We can apply this to b and by extension to any other number of prime factors we can split y into.

so

(x-y)=1 or (x-y)=square of a prime factor of y

Thus (x-y) is a square

QED

I don't think the other proofs work.

Clearly, x>y so write x=y+k and substitue into 3x^2+x = 4y^2+y and then solve for y to get x= 3k +/- sqrt(12k^2+k) Since y is an integer, 12k^2+k is a perfect square. 12k^2+k=(12k+1)*k and 12k+1 and k are relatively prime so both 12k+1 and k must be perfect squares. Therefore k=x-y is a perfect square.

ok, let's try this (it'll be hard with the tiping and everything)

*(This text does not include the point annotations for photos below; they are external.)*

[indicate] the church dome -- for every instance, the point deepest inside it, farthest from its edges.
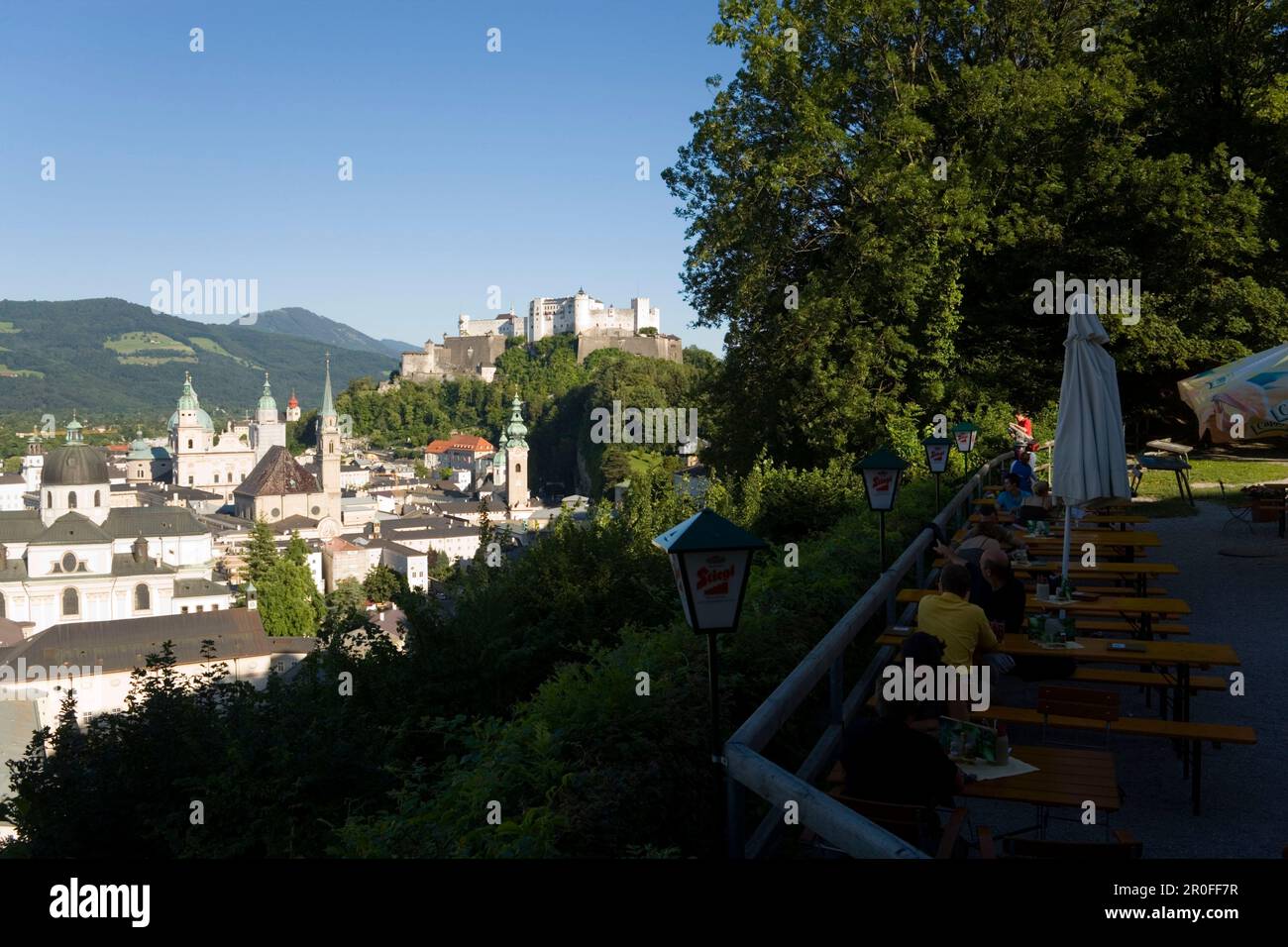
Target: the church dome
(140, 449)
(267, 402)
(188, 401)
(202, 419)
(73, 466)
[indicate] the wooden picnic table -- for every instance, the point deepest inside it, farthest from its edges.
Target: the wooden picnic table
(1094, 518)
(1064, 776)
(1128, 540)
(1163, 655)
(1128, 607)
(1138, 573)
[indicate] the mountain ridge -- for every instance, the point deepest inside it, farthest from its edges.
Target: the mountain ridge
(112, 357)
(305, 324)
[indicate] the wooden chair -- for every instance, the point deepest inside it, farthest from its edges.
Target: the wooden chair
(1081, 702)
(1124, 847)
(910, 822)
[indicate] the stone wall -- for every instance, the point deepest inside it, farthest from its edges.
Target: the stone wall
(666, 347)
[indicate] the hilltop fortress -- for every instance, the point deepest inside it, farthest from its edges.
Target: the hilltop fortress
(475, 350)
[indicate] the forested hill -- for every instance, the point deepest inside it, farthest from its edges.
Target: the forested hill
(308, 325)
(110, 357)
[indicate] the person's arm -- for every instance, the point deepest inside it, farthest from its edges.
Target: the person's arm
(949, 556)
(984, 637)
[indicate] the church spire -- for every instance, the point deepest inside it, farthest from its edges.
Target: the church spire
(327, 403)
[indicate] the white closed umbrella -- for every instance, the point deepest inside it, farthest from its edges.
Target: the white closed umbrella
(1090, 459)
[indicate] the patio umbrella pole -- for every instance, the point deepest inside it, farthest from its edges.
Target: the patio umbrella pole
(1064, 558)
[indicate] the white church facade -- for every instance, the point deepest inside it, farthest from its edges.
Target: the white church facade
(77, 558)
(217, 463)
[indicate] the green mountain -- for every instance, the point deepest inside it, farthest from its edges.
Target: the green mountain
(108, 357)
(308, 325)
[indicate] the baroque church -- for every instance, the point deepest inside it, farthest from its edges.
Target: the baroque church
(76, 558)
(217, 463)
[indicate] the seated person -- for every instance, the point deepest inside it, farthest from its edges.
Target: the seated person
(887, 761)
(996, 589)
(1012, 496)
(1021, 468)
(987, 534)
(1038, 505)
(1021, 428)
(951, 617)
(925, 651)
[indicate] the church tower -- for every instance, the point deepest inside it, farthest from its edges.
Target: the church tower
(516, 458)
(34, 463)
(329, 447)
(268, 431)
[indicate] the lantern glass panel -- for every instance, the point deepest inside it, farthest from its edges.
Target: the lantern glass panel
(936, 457)
(715, 579)
(881, 486)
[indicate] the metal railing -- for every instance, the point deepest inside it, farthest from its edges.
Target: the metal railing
(750, 771)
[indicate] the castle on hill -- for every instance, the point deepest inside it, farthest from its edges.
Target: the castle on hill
(478, 343)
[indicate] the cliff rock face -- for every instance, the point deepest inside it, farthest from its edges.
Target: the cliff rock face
(584, 479)
(666, 347)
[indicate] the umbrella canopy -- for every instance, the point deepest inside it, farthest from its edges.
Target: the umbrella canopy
(1254, 386)
(1090, 460)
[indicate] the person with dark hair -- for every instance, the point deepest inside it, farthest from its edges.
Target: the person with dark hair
(1021, 470)
(923, 651)
(951, 617)
(986, 535)
(1013, 493)
(887, 761)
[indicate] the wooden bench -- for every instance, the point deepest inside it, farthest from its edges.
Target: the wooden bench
(1193, 733)
(1122, 626)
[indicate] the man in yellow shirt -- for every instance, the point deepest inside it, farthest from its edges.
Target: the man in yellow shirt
(952, 618)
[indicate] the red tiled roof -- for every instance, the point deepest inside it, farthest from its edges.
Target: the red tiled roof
(460, 442)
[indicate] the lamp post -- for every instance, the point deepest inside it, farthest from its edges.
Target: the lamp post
(936, 459)
(881, 474)
(711, 561)
(965, 434)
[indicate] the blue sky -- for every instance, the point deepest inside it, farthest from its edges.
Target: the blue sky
(471, 169)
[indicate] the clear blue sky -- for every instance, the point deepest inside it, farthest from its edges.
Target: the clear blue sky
(471, 167)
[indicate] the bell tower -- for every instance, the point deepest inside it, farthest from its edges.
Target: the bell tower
(516, 458)
(329, 447)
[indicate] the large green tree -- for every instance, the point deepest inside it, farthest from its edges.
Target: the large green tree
(875, 193)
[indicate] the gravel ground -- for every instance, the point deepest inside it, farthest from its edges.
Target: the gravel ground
(1237, 600)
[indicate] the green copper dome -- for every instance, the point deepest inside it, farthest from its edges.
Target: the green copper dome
(266, 401)
(518, 431)
(140, 449)
(188, 401)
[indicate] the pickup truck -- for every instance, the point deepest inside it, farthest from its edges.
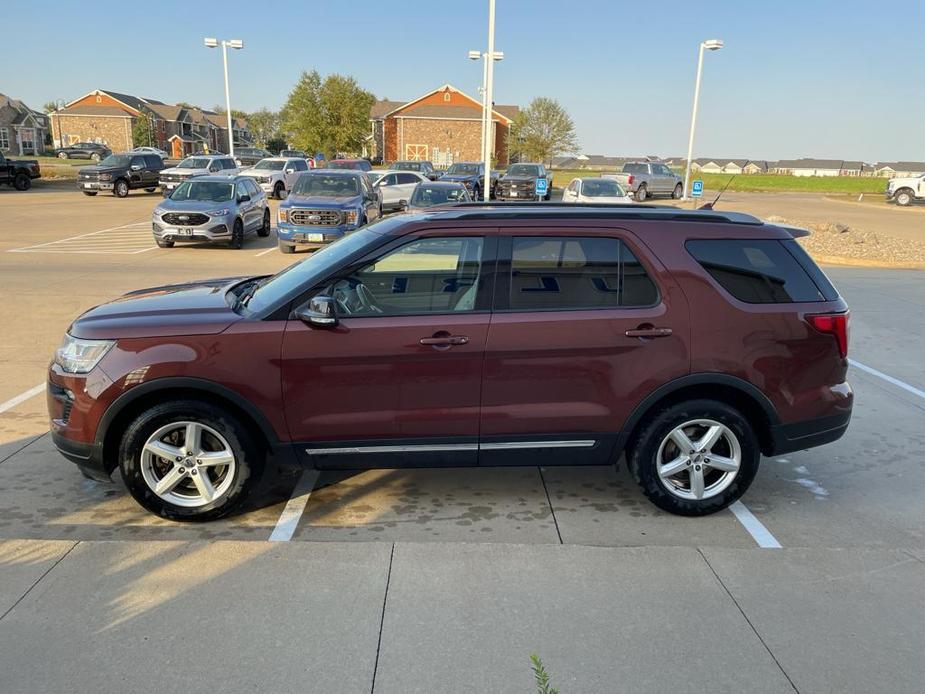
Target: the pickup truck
(519, 183)
(18, 173)
(645, 179)
(905, 191)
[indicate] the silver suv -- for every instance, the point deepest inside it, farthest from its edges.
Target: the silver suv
(216, 209)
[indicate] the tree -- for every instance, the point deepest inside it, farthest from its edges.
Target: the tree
(331, 116)
(142, 133)
(542, 131)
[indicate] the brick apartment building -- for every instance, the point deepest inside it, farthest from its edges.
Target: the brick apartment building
(442, 126)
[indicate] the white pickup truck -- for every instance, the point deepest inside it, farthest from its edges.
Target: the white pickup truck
(905, 191)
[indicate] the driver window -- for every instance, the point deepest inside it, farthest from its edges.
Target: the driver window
(433, 275)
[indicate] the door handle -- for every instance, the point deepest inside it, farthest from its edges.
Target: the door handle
(648, 331)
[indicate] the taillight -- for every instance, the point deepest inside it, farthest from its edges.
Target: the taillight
(835, 324)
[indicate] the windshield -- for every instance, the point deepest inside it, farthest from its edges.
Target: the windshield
(599, 188)
(326, 184)
(463, 169)
(204, 191)
(271, 164)
(193, 163)
(426, 196)
(524, 170)
(116, 160)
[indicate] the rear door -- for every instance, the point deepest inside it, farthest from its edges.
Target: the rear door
(586, 324)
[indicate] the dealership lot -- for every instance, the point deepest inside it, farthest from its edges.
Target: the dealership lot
(387, 575)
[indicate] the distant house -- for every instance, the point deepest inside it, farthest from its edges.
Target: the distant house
(22, 130)
(894, 169)
(443, 126)
(819, 167)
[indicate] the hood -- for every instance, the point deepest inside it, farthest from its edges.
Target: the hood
(193, 308)
(323, 201)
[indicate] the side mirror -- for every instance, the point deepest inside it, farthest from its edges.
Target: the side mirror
(318, 312)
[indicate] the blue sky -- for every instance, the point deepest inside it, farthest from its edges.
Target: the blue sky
(797, 78)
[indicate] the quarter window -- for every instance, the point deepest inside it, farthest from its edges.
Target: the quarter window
(577, 273)
(434, 275)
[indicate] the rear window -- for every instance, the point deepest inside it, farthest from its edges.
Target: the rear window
(761, 271)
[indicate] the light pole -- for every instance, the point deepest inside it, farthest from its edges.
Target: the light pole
(711, 45)
(237, 44)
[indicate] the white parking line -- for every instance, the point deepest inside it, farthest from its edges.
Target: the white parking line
(22, 397)
(292, 513)
(889, 379)
(760, 534)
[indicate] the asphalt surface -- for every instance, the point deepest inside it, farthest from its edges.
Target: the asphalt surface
(447, 580)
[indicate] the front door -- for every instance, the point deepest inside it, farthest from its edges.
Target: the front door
(585, 325)
(397, 381)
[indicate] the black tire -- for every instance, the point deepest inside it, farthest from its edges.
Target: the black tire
(22, 182)
(237, 235)
(642, 456)
(249, 458)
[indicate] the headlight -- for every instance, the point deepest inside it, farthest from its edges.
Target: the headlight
(78, 356)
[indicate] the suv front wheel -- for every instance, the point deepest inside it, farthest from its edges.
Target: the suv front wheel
(189, 460)
(695, 458)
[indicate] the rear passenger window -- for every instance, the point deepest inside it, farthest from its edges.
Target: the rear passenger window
(577, 273)
(755, 271)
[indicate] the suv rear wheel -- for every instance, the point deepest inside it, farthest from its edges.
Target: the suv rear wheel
(695, 457)
(189, 460)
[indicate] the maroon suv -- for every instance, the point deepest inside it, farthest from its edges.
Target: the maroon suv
(475, 335)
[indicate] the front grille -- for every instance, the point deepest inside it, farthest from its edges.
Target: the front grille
(185, 219)
(323, 218)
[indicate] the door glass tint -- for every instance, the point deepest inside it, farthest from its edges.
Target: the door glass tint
(577, 273)
(438, 275)
(755, 271)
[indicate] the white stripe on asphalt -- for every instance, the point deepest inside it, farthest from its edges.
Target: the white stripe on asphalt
(889, 379)
(292, 513)
(755, 527)
(22, 397)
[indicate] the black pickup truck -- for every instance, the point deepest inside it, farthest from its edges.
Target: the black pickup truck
(18, 173)
(525, 182)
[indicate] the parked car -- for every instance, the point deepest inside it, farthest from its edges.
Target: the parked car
(323, 206)
(395, 188)
(83, 150)
(121, 173)
(198, 165)
(431, 193)
(19, 173)
(217, 209)
(277, 175)
(905, 191)
(248, 156)
(521, 181)
(472, 175)
(150, 150)
(692, 343)
(646, 179)
(599, 190)
(354, 164)
(425, 168)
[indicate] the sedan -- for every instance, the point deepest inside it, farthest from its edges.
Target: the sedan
(600, 190)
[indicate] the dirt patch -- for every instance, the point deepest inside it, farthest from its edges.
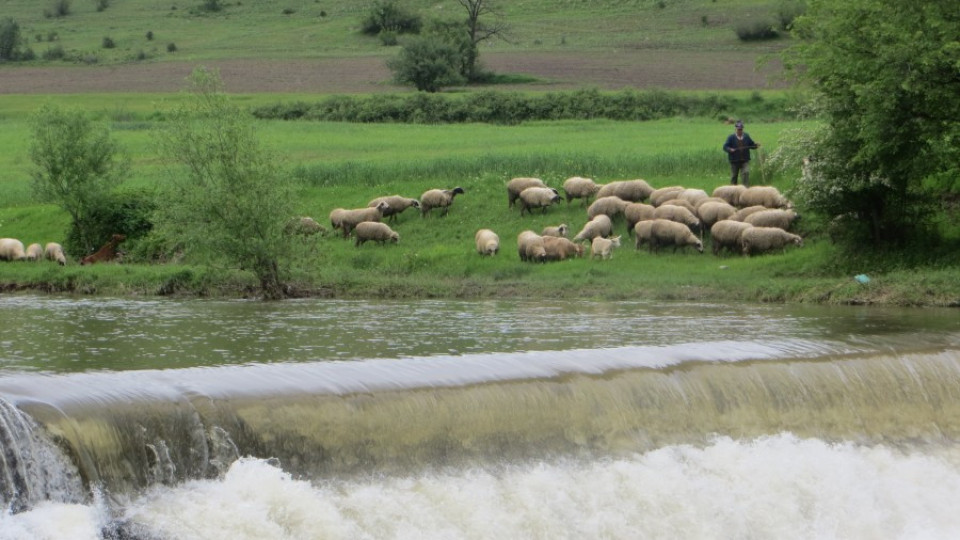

besides, i hope my solution is good enough; i thought it through and it seams ok so far, but i'm not sure :D

3x^2+x=4y^2+y

3x^2-4y^2-y+x=0

3x^2-3y^2+x-y=y^2

3(x^2-y^2)+x-y=y^2

3[(x-y)(x+y)]+x-y=y^2

(x-y)[3(x+y)+1]=y^2

y=sqrt{[3(x+y)+1](x-y)}

y=sqrt[(x-y)]*sqrt{[3(x+y)+1]}

y is a natural number, so i think that would conclude that both (x-y) and [3(x+y)+1] are squares of certain numbers; or at the most it reduces the problem to proving that the two parts, (x-y) and [3(x-y)+1] have no common divisors

hope it helps!

all the best and merry Xmass!

If 3x² + x = 4y² + y

then 3x² - 4y² + x - y = 0

then x - y = 4y² - 3x²

You can prove that (x - y) is the root of a whole number by proving (4y² - 3x²) is the root of a whole number. You can prove this by proving that (4y² - 3x²)² is a whole number. This is evident, knowing that y and x are natural numbers that are being squared. The square of a natural number is always a whole number. So (x - y) is the root of a whole number.